Although we didn’t find time for this classic walk, we did take a stroll through the lush Parc Natural de S’Albufera des Grau north of Mahon. This nature park is popular with migratory birds from northern Europe, tortoises and even eels; it’s fair to say the whole place feels alive. Wherever you decide the go, the colours, smells and sights are best enjoyed on foot at your own pace.
It has a surprising culinary heritage
Food in Spain is part of the cultural identity, with many dishes boasting a history dating back centuries. So, what you might expect to see on the menu in Menorca? As an island you will, of course, be inundated with fresh seafood dishes, think succulent prawns, breaded white fish and whitebait in a tangy vinegar marinade. Tapas is also widely sold at waterside tavernas, allowing you to gorge on charcuterie and croquetas to your heart’s content.

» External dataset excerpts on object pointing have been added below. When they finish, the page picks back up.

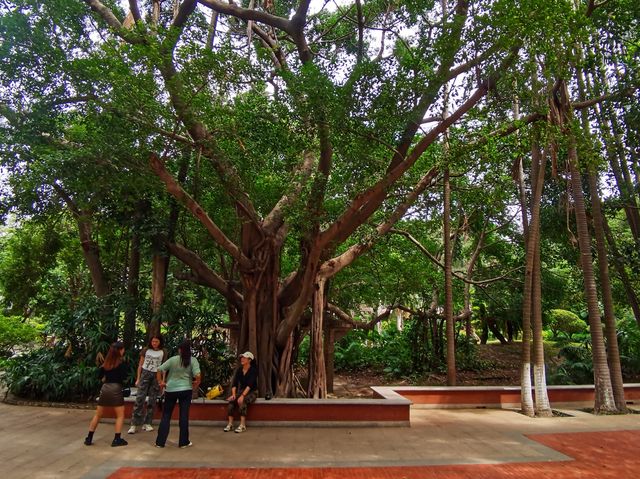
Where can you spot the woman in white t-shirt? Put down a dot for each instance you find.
(151, 358)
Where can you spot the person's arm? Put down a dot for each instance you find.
(234, 388)
(161, 374)
(140, 363)
(197, 376)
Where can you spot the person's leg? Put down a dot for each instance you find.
(119, 418)
(96, 419)
(153, 391)
(230, 412)
(93, 425)
(250, 398)
(138, 407)
(185, 404)
(165, 423)
(117, 440)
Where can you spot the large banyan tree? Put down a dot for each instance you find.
(296, 133)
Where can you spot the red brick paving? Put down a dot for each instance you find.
(599, 455)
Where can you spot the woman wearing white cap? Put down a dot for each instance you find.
(244, 391)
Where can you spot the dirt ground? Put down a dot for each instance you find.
(504, 370)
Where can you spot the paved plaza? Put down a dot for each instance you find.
(46, 442)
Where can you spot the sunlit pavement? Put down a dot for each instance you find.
(45, 442)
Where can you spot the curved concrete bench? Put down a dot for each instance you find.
(300, 412)
(507, 397)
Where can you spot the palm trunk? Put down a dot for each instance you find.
(604, 400)
(613, 353)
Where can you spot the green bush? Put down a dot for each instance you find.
(629, 345)
(14, 333)
(575, 367)
(565, 322)
(50, 374)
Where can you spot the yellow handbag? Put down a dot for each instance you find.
(214, 392)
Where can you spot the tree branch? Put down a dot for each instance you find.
(196, 210)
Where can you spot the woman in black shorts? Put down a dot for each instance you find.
(113, 373)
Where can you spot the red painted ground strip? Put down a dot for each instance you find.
(599, 455)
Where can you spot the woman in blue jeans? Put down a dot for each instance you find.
(184, 376)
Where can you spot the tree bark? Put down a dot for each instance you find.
(317, 371)
(613, 353)
(448, 282)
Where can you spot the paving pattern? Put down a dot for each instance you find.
(45, 442)
(603, 455)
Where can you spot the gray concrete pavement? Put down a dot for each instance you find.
(41, 442)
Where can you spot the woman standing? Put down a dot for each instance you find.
(151, 358)
(113, 372)
(244, 391)
(184, 376)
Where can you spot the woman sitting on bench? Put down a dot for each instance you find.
(244, 391)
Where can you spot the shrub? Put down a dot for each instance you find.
(14, 333)
(629, 345)
(575, 367)
(52, 375)
(566, 322)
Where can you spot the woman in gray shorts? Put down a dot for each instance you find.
(113, 373)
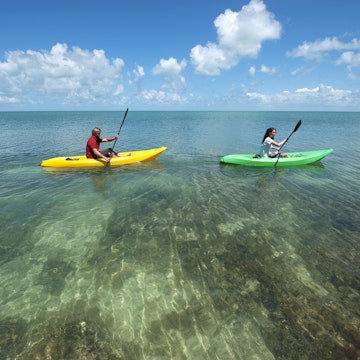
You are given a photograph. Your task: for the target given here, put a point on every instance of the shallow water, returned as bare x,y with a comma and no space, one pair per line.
181,257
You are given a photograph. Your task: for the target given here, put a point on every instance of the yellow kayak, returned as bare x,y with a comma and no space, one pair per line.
82,161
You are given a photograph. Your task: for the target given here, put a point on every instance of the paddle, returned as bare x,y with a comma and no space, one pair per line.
118,133
295,129
122,123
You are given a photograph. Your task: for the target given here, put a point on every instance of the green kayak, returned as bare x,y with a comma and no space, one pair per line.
294,159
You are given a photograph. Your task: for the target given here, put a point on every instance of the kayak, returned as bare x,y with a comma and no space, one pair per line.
294,159
82,161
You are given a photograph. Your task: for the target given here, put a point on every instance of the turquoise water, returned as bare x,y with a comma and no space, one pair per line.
181,257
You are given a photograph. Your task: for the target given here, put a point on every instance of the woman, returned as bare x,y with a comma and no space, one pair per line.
269,143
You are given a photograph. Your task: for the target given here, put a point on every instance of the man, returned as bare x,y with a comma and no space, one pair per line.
93,146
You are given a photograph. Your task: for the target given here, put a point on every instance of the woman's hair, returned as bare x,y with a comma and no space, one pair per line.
96,131
267,133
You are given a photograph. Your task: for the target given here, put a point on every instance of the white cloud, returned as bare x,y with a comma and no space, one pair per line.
240,34
174,82
267,70
169,67
319,48
73,74
322,95
350,58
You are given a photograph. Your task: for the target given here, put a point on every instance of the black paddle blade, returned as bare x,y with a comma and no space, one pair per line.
297,126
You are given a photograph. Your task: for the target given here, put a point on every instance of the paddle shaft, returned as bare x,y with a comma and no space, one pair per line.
295,129
122,123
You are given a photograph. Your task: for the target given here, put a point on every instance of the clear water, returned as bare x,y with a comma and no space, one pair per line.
181,257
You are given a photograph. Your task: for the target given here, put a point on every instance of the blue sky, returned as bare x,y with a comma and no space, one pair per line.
180,55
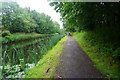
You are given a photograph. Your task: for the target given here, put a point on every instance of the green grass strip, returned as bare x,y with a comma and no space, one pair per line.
101,62
47,65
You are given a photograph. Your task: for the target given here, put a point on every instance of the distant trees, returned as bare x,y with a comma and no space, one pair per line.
87,16
17,19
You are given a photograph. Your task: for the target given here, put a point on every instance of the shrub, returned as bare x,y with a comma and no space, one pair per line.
6,33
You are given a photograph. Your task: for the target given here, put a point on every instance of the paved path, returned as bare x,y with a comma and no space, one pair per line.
74,63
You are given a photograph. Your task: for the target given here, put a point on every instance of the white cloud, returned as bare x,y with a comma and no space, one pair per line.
41,6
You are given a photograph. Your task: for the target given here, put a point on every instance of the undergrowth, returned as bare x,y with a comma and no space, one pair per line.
46,66
100,53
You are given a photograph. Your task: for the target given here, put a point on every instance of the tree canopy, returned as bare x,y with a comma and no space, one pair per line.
17,19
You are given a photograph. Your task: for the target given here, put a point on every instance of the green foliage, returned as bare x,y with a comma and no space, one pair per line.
17,19
5,33
116,54
21,37
101,58
100,20
50,60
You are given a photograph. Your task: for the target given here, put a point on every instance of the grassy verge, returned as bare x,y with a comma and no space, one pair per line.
46,67
101,62
21,36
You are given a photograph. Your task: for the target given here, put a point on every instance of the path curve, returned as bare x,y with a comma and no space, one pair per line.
75,63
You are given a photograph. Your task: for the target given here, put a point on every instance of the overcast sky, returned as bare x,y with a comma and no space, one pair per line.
41,6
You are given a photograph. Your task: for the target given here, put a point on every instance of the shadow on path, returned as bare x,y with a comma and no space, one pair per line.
74,63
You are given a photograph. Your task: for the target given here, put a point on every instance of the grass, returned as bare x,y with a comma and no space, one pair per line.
48,62
21,36
29,51
102,63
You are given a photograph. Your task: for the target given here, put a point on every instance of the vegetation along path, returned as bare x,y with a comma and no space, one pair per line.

But none of this is surprising, is it? What is shocking to learn is that Menorca is where mayonnaise was born. The tale goes that during the 1700s the French lay siege to the island, defeating the British at Port Mahon. A local chef was in charge of cooking the commanding duke a victory meal, but realising there was no cream, substituted olive oil; naming his new creation ‘Mahonnaise’. So next time you stop and wonder where mayonnaise comes from, know that you are pronouncing it wrong, and it’s not French, but Menorcan in origin. My top tip for tasting local fare, head to Sa Musclera in the stunning village of Binibeca. Simple, fresh and honest Menorcan food.

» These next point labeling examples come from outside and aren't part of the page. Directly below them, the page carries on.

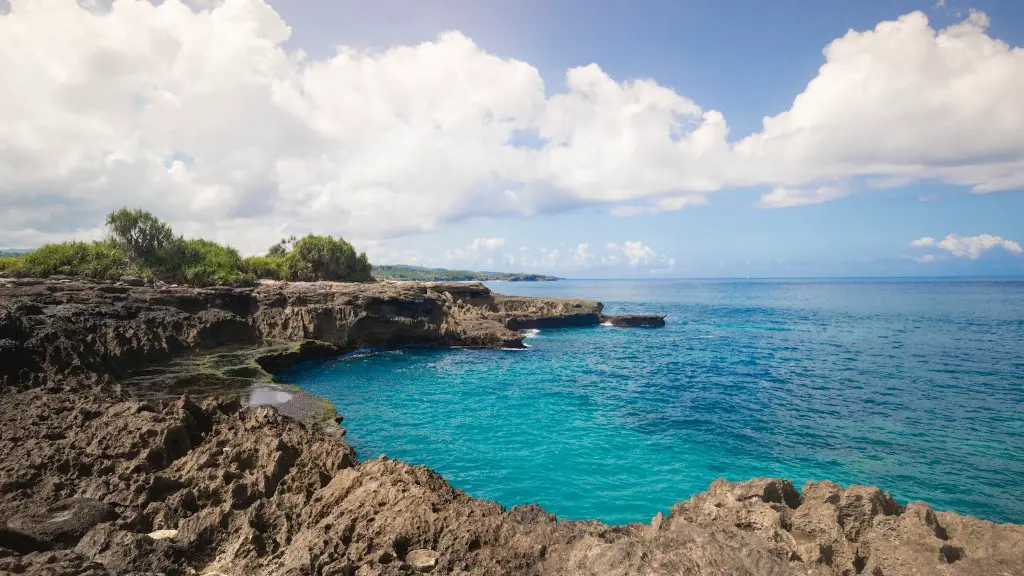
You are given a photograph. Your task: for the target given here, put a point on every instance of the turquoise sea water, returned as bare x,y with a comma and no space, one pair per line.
913,385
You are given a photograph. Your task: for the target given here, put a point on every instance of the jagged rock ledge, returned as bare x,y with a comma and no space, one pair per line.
95,481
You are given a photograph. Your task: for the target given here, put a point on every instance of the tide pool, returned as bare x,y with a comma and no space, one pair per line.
916,386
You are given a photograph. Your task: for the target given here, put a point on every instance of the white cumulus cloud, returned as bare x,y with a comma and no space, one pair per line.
782,197
636,252
199,113
967,246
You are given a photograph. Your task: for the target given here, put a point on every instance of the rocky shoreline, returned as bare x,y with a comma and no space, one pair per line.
130,443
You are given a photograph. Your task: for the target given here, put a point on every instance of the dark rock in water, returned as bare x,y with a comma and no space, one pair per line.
635,320
56,526
246,490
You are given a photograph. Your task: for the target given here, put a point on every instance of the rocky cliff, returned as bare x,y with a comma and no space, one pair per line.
97,479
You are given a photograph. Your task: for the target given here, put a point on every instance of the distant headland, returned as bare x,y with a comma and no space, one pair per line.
402,272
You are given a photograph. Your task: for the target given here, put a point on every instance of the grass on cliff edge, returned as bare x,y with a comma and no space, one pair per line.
141,245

It has one of the world’s craziest bars
Ibiza may have a world-renowned party scene, but Menorca has a little Ace of Spades up its sleeve. When the daylight hours start to fade away in this Mediterranean paradise, everyone wants to position themselves with a great view when the sun goes down. There is literally nowhere better on the island to do this than the cave bar Cova d’en Xoroi. This laid-back nightclub is built into the very cliff-face that looks out onto the sparkling waters. It’s a once-in-a-lifetime experience, no doubt.

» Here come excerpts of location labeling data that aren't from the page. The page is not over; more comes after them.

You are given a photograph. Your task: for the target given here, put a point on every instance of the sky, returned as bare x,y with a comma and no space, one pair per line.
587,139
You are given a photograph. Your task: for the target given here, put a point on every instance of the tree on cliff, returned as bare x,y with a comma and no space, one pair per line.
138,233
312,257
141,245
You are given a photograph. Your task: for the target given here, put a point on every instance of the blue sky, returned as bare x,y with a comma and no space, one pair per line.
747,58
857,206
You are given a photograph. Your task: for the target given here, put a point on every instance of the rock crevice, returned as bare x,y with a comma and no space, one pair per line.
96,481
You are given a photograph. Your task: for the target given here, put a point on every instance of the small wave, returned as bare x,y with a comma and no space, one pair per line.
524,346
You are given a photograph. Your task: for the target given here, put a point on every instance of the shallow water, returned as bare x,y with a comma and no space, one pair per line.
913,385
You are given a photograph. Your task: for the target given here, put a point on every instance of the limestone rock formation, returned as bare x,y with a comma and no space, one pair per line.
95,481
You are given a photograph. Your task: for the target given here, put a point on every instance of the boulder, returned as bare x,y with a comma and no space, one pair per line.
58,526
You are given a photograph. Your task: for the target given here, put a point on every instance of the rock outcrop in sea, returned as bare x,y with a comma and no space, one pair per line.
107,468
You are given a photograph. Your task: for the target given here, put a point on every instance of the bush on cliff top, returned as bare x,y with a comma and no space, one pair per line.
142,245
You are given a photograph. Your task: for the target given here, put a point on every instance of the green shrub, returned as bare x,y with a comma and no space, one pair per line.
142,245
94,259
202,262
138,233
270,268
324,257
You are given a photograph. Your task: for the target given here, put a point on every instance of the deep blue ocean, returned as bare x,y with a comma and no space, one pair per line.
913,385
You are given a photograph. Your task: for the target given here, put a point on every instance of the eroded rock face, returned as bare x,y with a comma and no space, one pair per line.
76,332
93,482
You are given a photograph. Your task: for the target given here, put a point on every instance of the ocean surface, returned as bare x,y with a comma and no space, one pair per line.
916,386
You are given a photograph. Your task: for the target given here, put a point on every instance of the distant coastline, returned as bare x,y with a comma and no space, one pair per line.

We were blown away by this bar, taking hundreds of pictures from every angle as the colours changed. The VIP seafront terrace gives you fantastic views, but you can drink this sight in from just about anywhere. The bar is open every day until after sunset.
It’s a photographer’s paradise
There are approximately 130 beaches in Menorca with crystal clear azure waters, and soft sand underfoot. But this isn’t the only landscape you’ll find here. Besides its coastal beauty, the island has wetlands, marshes and ponds where a remarkable array of wildlife can be found. It’s no wonder that Menorca has been a protected UNESCO Biosphere Reserve since 1993. With all this dramatic natural landscape around, photographers, and bloggers will find plenty to enjoy here. Some of my favourite spots have to be the Cova d’en Xoroi bar, the Illa del Llatzeret (Lazaretto Island) a quarantine island (where people with infectious deceases were held) and absolutely anywhere near THAT water…
Describing Menorca as unspoiled doesn’t do the island justice. If I was to break down Menorca as if it were a cocktail it would be a shot of indulgence, a dash of relaxation – hold the early mornings – instead add a double measure of sunshine and a sprinkling of magic. Make your own plan to discover the Balearic’s secret treasure trove, you owe it to yourself.
Thank you to Visit Spain and Visit Menorca for inviting me to their island, it was awesome. As always though, all opinions expressed here are entirely my own.